Discussing the article: "Neural Networks in Trading: Market Analysis Using a Pattern Transformer"

 

Check out the new article: Neural Networks in Trading: Market Analysis Using a Pattern Transformer.

When we use models to analyze the market situation, we mainly focus on the candlestick. However, it has long been known that candlestick patterns can help in predicting future price movements. In this article, we will get acquainted with a method that allows us to integrate both of these approaches.

Over the past decade, deep learning (DL) has achieved significant progress across various fields, and these advancements have attracted the attention of researchers in financial markets. Inspired by the success of DLs, many aim to apply it to market trend forecasting and the analysis of complex data interrelationships. A key aspect of such analysis is the representation format of the raw data, which should preserve the inherent relationships and structure of the analyzed instruments. Most existing models operate with homogeneous graphs, limiting their ability to capture the rich semantic information associated with market patterns. Similar to the use of N-grams in natural language processing, frequently occurring market patterns can be leveraged to more precisely identify interconnections and forecast trends.

To address this problem, we decided to adopt certain approaches from the field of chemical element analysis. Much like market patterns, motifs (meaningful subgraphs) frequently occur in molecular structures and can be used to reveal molecular properties. Let's explore the Molformer framework, introduced in the paper "Molformer: Motif-based Transformer on 3D Heterogeneous Molecular Graphs".
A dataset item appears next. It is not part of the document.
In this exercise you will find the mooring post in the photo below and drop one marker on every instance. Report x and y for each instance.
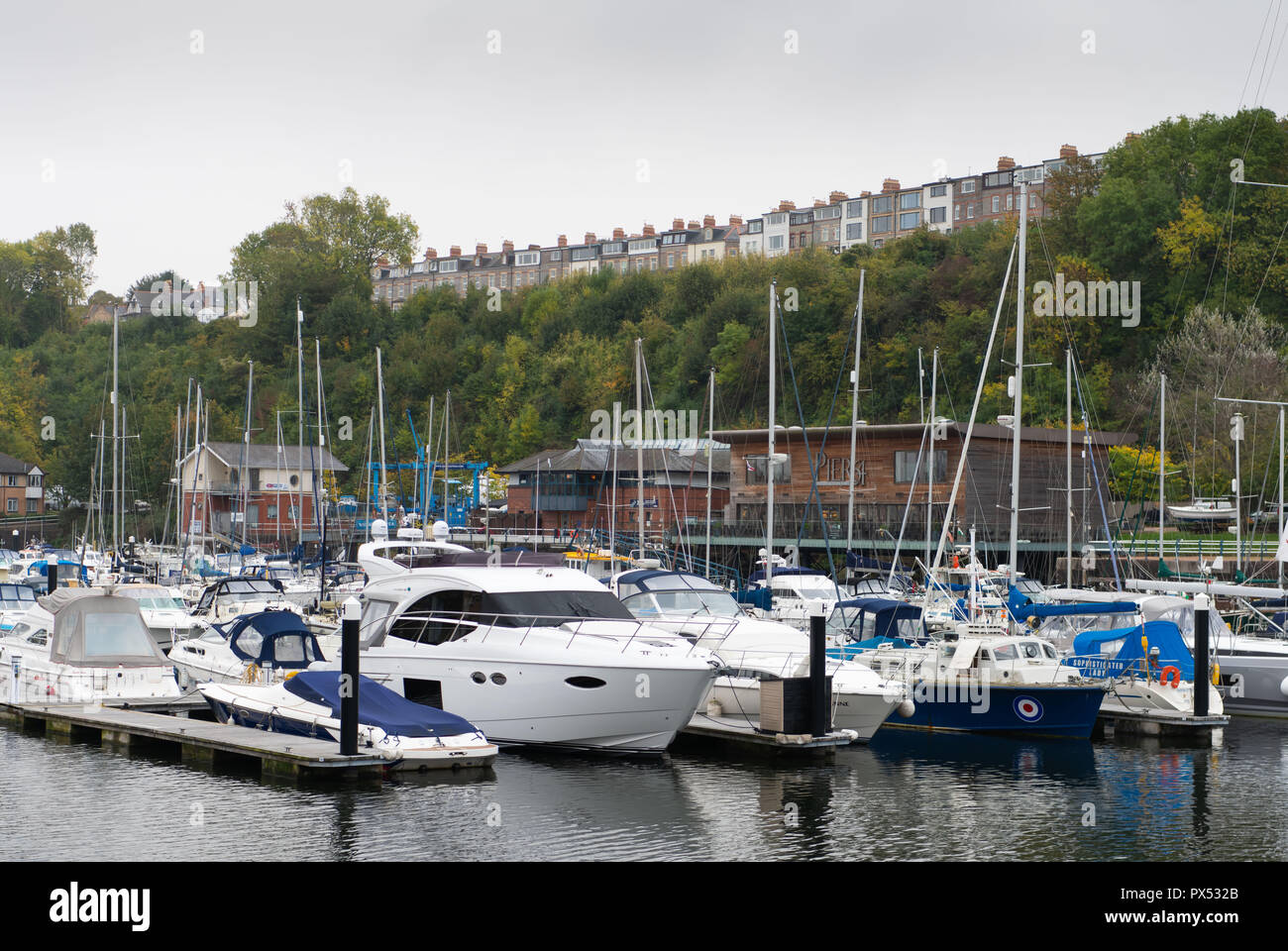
(1201, 655)
(351, 613)
(818, 724)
The authors of the Molformer method define a novel heterogeneous molecular graph (HMG) as the model's input, comprising nodes at both the atomic and motif levels. This design provides a clean interface for integrating nodes of different levels and prevents the propagation of errors caused by improper semantic segmentation of atoms. Regarding motifs, the authors employ different strategies for different molecule types. For small molecules, the motif vocabulary is determined by functional groups, grounded in chemical domain knowledge. For proteins, composed of sequential amino acids, a reinforcement learning (RL)-based method for intelligent motif mining is introduced to identify the most significant amino acid subsequences.


Author: Dmitriy Gizlyk

 

Good day, I can't get orders placed by the test.mq5 Expert Advisor.

if(temp[0] >= temp[3])
     {
      temp[0] -= temp[3];
      temp[3] = 0;
     }
   else
     {
      temp[3] -= temp[0];
      temp[0] = 0;
     }
//--- buy control
   if(temp[0] < min_lot || (temp[1] * MaxTP * Symb.Point()) <= 2 * stops || (temp[2] * MaxSL * Symb.Point()) <= stops)
     {
     ...
     }
   else
     {
      ...
     }
//--- sell control
   if(temp[3] < min_lot || (temp[4] * MaxTP * Symb.Point()) <= 2 * stops || (temp[5] * MaxSL * Symb.Point()) <= stops)
     {
...
     }
   else...

The thing is that the array elements temp[0] and temp[3] are always less than min_lot, where can my mistake be?